小鳥遊さんは夢見鳥 四

 キザなやり取りを終えてから数分後──心臓も落ち着きを取り戻し始めた頃、私は空を眺めながらふと気になったことを隣の小鳥遊たかなしさんに聞いてみた。

「雨が降っている間って鳥は、どこにいるんだろうね」

「どこってそりゃ⋯⋯空飛んでるんじゃないの?」

「私も最初はそう思ったんだけれど、ほら」

 と、言って私は暗い空に指を指す。

「確かに、この空の下飛びたいとは鳥も思わないよねぇ」

 私が言いたいこととの、多少のズレがあったけれど、まぁニュアンスが違う程度だ気にしないでおこう。

「だからさ、この雨が降っている間は鳥たちどこにいるのかなぁって」

「家の中というか、軒下とかじゃない?」

「そんな場所に鳥がたむろってたら、家の住人がうるさいって怒鳴りそうじゃない? 私、そんな話聞いたことないよ?」

「確かに、私もない。じゃあ家周辺はないか。ということは、木の中とかじゃない? あそこなら雨宿りできそう」

「それかも」

 良い案を得たので、早速私は帰路の最中にある木を片っ端から、除いてみたが、鳥が見つかることはなかった。

 一羽の声も聞こえない。

「やっぱりいないね」

「そうだねー。こうなるとあれしかないんじゃない?」

「あれ?」

「そう⋯⋯きっと鳥は、雨が降っている間は別の世界に行ってるんだよ」

「どういうこと?」

 突拍子もない説に私は、思わず顔をしかめてしまうが、小鳥遊さんはそんなこと気にする素振りも見せずに、自身たっぷりに説を唱えた。

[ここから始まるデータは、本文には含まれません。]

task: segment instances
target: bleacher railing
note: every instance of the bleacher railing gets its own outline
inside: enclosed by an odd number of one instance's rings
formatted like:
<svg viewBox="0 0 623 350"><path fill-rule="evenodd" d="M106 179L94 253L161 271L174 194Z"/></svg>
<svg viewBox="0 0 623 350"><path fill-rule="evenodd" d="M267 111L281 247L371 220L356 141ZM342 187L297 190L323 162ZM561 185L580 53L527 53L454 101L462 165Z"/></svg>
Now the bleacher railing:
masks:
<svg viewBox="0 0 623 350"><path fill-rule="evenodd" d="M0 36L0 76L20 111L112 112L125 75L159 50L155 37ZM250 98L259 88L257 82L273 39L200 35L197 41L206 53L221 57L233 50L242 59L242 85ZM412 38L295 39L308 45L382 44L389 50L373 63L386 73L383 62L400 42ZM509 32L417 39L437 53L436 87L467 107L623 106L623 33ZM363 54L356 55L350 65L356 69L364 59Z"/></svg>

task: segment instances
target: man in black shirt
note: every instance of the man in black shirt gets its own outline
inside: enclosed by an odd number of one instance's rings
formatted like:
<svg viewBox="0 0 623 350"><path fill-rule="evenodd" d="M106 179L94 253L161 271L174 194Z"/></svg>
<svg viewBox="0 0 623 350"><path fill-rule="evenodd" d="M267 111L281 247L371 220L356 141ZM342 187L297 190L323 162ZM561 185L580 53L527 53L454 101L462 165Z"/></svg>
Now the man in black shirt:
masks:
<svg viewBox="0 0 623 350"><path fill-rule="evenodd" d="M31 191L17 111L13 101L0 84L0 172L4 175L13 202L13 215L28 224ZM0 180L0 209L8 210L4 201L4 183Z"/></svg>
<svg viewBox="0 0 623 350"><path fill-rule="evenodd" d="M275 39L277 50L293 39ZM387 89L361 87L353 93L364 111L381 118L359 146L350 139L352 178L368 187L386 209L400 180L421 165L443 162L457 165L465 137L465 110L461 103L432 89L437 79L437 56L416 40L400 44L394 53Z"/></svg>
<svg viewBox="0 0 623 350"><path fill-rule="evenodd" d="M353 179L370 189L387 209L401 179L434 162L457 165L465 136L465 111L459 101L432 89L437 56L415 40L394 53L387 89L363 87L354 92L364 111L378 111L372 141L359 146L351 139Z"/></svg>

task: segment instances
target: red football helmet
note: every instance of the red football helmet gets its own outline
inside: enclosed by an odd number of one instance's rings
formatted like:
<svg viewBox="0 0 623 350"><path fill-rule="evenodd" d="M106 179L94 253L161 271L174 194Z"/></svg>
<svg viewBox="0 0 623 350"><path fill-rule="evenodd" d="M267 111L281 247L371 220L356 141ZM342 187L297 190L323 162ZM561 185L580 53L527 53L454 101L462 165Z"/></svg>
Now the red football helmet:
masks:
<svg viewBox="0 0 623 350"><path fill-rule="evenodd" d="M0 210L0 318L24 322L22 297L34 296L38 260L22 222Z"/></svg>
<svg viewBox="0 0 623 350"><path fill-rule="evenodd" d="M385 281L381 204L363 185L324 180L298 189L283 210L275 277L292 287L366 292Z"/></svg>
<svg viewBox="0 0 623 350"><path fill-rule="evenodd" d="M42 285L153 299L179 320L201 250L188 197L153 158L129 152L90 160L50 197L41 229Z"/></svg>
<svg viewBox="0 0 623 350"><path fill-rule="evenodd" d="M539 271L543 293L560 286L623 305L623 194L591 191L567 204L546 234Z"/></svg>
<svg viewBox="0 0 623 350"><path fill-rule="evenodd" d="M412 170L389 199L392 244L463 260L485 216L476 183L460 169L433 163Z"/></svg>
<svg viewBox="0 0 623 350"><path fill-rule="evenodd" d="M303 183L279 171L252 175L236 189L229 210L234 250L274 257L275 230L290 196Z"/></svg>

「おそらく鳥たちは、この世界とは異なる世界とを行き来できる力を持っていて、自分たちに都合の悪い状況、まぁ今ならこの雨、自由に空を飛べない。そんなつまらない世界ではなくて、もっと別の世界に飛び立ってるんだと思う」

「なんか良い風に纏めたぽくしてるけれど」

「うん?」

「それも誰かの言葉?」

「うん」

 と、小鳥遊さんは、笑顔で何も悪気のないような、笑顔でそう頷いた。

「そっか⋯⋯そうだと、この世界はもっと面白くなるのにね」

 私は、その意見を──説を肯定した。

 実際、永遠に同じ鳥を観察している人間なんてのはいなくて、もしかしたら、本当に、異世界とこの世界を行き来できる鳥がいたとしても、おかしくはない。

 だから、私は肯定をした。

 すると、小鳥遊さんが言った。

「そうだねー。そうなれば、私の夢も、もっともっと自由な夢になるのにね。もっともっと高くて、自由なモノに」

 その時の小鳥遊さんの表情は、悲しげでもあり、ただその中に一抹の笑顔もあるような。そんな表情だった。

「そういえばさ」

 と、何とも言えない表情をしていた小鳥遊さんは、突然こちらを向き、思い出したかのように言った。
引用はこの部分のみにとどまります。